After that, we relax the system for 1 ns with a time step of 1 fs to obtain the equilibrium state. To achieve this purpose, the system is run in the NVT ensemble at 300 K over a pre-equilibrium process using Nose–Hoover thermostat [46–48]. Subsequently, two droplets are run in the NVE ensemble for another 1 ns in productive processes. Impacting droplets are endowed with a series of vertical velocities to impact suspending ones in an attempt to observe the dynamic evolution from coalescence, spreading, retraction to bounce, and breakup. The wettability of solid surfaces is generally controlled by a parameter of ε_w-Pt, which can express the interaction between water and surfaces. Hence, we choose two values of ε_w-Pt as 0.0108 eV to 0.0045 eV to construct different intrinsic wettability from hydrophobic to superhydrophobic. To do so, we can investigate how D_sep and We affect the dynamic evolution of targeted systems. During the productive process, the system is controlled by NVE resembling, and the coming droplet is endowed with different impacting velocities. The velocity-Verlet algorithm is applied to update the position and velocity of each particle with a time step of 0.002 ps.

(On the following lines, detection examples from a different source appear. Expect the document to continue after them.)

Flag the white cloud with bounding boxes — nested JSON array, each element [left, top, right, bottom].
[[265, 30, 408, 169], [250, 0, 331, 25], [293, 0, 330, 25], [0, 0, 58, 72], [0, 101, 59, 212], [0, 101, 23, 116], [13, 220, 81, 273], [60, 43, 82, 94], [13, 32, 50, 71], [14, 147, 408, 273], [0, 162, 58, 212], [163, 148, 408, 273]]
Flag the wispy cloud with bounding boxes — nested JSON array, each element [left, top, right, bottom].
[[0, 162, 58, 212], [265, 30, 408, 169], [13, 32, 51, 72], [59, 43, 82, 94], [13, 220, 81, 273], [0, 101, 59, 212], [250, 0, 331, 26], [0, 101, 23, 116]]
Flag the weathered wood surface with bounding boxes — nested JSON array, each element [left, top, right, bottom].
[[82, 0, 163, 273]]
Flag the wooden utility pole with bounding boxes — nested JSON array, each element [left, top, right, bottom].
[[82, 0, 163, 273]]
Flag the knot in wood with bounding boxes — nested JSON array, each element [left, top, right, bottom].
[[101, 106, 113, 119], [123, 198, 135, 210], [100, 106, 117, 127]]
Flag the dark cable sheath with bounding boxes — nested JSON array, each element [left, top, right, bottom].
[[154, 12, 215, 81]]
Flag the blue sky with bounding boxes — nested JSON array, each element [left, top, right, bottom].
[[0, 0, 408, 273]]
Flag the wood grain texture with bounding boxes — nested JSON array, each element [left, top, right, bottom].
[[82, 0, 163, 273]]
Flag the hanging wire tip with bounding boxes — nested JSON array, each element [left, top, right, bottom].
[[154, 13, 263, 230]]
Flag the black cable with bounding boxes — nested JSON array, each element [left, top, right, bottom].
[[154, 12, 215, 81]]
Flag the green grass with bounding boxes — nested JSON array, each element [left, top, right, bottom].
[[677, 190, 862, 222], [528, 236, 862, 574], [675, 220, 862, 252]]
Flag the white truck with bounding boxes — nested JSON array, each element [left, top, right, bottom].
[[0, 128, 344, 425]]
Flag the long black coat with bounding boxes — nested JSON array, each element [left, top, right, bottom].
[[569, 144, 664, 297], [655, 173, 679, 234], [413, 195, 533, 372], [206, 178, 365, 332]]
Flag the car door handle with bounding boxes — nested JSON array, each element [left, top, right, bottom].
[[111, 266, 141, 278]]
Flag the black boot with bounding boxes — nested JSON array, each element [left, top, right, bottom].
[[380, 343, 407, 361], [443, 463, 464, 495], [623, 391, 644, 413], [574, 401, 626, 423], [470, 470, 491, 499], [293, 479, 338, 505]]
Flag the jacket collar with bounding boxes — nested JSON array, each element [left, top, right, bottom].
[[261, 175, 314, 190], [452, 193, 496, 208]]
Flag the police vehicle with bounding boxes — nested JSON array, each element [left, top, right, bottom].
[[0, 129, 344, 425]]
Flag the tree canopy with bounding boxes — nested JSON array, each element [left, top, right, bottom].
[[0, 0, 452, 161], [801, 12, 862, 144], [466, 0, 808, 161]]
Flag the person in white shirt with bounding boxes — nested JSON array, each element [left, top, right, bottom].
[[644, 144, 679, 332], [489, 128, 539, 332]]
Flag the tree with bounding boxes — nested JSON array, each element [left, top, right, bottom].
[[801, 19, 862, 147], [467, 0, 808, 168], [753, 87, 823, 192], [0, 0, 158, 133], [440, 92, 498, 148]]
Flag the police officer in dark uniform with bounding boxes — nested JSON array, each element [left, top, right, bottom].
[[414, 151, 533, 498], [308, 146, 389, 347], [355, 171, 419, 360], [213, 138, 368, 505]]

For impingement of a water droplet with 20 μm upon on superhydrophobic surfaces, Ref. [49] shows that the droplet starts to spread after it interacts with the solid surface, subsequent retraction occurs with a liquid nail pinning on the surface, and ultimately water droplet leaves off from the surface, as shown in Fig 2a. Our simulated results of the impacting water droplet with a diameter of 8 nm is illustrated in Fig 2b. These snapshots are consistent with what we have observed in experimental tests (see Fig. 2a). The tiny deviation may come from the following two reasons. First, the present system adopts a nanoscale droplet with only 8 nm while the size of the impacting droplet in experiment is tens of micrometers. Another one is that the environment of experimental observation is normal pressure and temperature, while MD simulations are performed with a vacuum environment.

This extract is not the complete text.